Menurut Baharuddin, keberadaan Tana Koti ini semakin mempersempit wilayah tangkapan nelayan. Nelayan yang mencoba mencari ikan sekitar Tana Koti akan diusir. Pemiliknya biasanya berasal dari pengusaha dan sebagian lagi pejabat dan anggota DPRD setempat.

“Pemiliknya adalah orang-orang yang punya uang banyak. Kami dirugikan karena mempersempit wilayah tangkapan. Bayangkan ada 3000 nelayan yang setiap hari harus beraktivitas di danau ini. Kadang antar nelayan jaringnya saling melilit. Ini yang bikin konflik antar nelayan rebutan tempat,” ungkap Baharuddin.

Terdapat sekitar 3000 nelayan di Danau Tempe, Kabupaten Wajo, Sulawesi Selatan yang ruang tangkapannya semakin menyempit seiring dengan adanya upaya komersialisasi dari Pemda setempat. Foto : Wahyu Chandra
Terdapat sekitar 3000 nelayan di Danau Tempe, Kabupaten Wajo, Sulawesi Selatan yang ruang tangkapannya semakin menyempit seiring dengan adanya upaya komersialisasi dari Pemda setempat. Foto : Wahyu Chandra

Para nelayan sendiri sudah mengadukan hal ini ke DPRD Wajo dan segera direspon dengan melepas beberapa Tana Koti, meski tidak seluruhnya.

Keberadaan Tana Koti ini, tambah Baharuddin, tidak hanya mengurangi ruang tangkap nelayan, tetapi juga berdampak juga pada pengelolaan air di danau.
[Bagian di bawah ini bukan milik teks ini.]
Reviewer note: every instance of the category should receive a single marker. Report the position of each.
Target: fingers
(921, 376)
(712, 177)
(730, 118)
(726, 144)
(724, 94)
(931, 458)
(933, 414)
Beberapa tahun silam, pemerintah membangun sebuah bendungan yang disebut bendungan gerak, di Kampung Tampangeng, tak jauh dari Dermaga TPI 45. Tujuannya untuj mengatur volume air danau. Ketika musim hujan, bendungan ini dibuka sehingga limpahan air akan mengalir ke Sungai Palime, Kabupaten Bone. Ketika musim kemarau, bendungan ini ditutup kembali agar danau tidak mengering.

“Persoalannya kemudian, bendungan ini seringkali dibuka justru ketika musim kemarau, karena waktu yang tepat bagi Tana Koti untuk panen. Mereka yang memaksa membuka bendungan gerak itu. Mereka senang kalau air danau surut, sementara bagi nelayan sendiri justru tidak turun,” tambah Baharuddin.

Pendangkalan meluas

Danau Tempe kini sedang menghadapi masalah pendangkalan yang setiap tahun semakin parah. Menurut Andi Fajar, Ketua Forum Penyelamatan Danau Tempe Wajo, setiap tahunnya terjadi pendangkalan hingga 30 cm. Dampaknya dirasakan di musim hujan, dimana air akan melimpah membanjiri kawasan pemukiman warga.

“Kalau musim hujan paling dalam hanya sekitar 7 meter dan setiap tahunnya semakin berkurang. Danau tidak bisa lagi menampung luberan air bercampur lumpur dari anak-anak sungai sekitar,” ungkap Fajar.

Menurutnya, saat ini terdapat 28 anak sungai yang bermuara di Danau Tempe, sementara aliran keluarnya hanya satu sungai saja, yaitu sungai Walanae yang terhubung ke Sungai Palime di Kabupaten Bone.

“Air masuk dari segala penjuru sementara keluarannya hanya satu. Kalau musim hujan, yang datang bukan hanya air tapi juga lumpur-lumpur. Inilah yang memperparah terjadinya sedimentasi.”

Sebaliknya, di musim kemarau, danau bisa mengering hingga bisa digunakan warga untuk bertani tanaman-tanaman janga pendek, seperti jagung dan kacang panjang.

Dengan kondisi ini, menurut Fajar, penyelesaian masalah di Danau Tempe membutuhkan kerjasama dan kordinasi berbagai pihak. Tidak hanya kondisi fisik danau yang mesti diselamatkan, tapi juga masyarakat sekitar yang selama ini sangat bergantung pada danau.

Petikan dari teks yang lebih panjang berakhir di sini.